Denktraining und Unterricht. Während die Trainingsgruppen das Denktraining erhielten, setzten die Kontrollkinder den normalen Unterricht fort. Das Denktraining wurde in zwei Gruppen zu je neun Probanden durchgeführt. Ihm lag das »Denktraining für Jugendliche« zugrunde, das demnächst veröffentlicht wird (Klauer, im Druck). Es ist nach denselben Prinzipien wie die beiden vorhergehenden aufgebaut und umfaßt ebenfalls 120 Aufgaben, die in zehn Lektionen aufgeteilt sind. Die Aufgaben sind dem Alter und der Interessenlage der Jugendlichen angepaßt.

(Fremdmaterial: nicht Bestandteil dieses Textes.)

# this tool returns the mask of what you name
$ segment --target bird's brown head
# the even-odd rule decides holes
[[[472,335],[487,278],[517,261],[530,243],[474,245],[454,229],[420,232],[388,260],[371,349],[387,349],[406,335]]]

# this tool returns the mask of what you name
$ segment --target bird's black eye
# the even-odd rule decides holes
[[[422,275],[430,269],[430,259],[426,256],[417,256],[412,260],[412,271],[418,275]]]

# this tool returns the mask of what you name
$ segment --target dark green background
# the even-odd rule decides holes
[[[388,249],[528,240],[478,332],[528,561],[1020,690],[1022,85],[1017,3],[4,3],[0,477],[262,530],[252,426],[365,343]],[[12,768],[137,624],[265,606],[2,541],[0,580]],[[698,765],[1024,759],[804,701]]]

Es liegen noch nicht viel Erfahrungen vor mit dem gleichzeitigen Training einer solch großen Gruppe. Hier wurde versucht, durch einen angemessenen Wechsel der Arbeitsformen dennoch hinreichend günstige Trainingsbedingungen zu schaffen. Da vom Trainingsprogramm her jede Lektion mit der Einführung neuer Lehrinhalte beginnt und mit verschiedenen Wiederholungen zur Vertiefung und Festigung endet, lag es nahe, das Training ähnlich zu strukturieren. In den Einführungsphasen wurden die Jugendlichen frontal unterrichtet, zum Teil mit Unterstützung des OverheadProjektors, insbesondere zu Anfang auch mit Elementen des Modell-Lernens zur verbalen Selbstinstruktion versetzt. Dabei diente die Trainerin als Modell. Im Fortgang des Trainings konnten allerdings Aspekte des gelenkten Entdekkenlassens mehr und mehr an Gewicht gewinnen. Nach der Einführung folgte eine Erarbeitungsphase, die in kleineren Gruppen stattfand. In der Regel en
deten die Trainingssitzungen in Einzelarbeit. Hier bekamen die Jugendlichen Gelegenheit, die Übungsaufgaben selbständig zu bearbeiten, wobei sie Rückmeldungen und notfalls auch Hilfestellung erhielten.
Insgesamt waren die Schülerinnen und Schüler interessiert bei der Sache und motiviert. Allerdings war es nicht möglich, das Programm in zehn Sitzungen durchzuziehen. Die Zahl der Trainingsstunden wurde daher dem Bedarf entsprechend erhöht. Die Verteilung der Trainingsstunden sah so aus, daß pro Woche vier oder fünf Stunden gehalten wurden. Das Training war in allen Fällen nach drei Wochen abgeschlossen. Trainingsleiterin war die Diplompsychologin Uta Esser. Sie hatte vorher schon einmal ein Training durchgeführt, allerdings in der Realschule.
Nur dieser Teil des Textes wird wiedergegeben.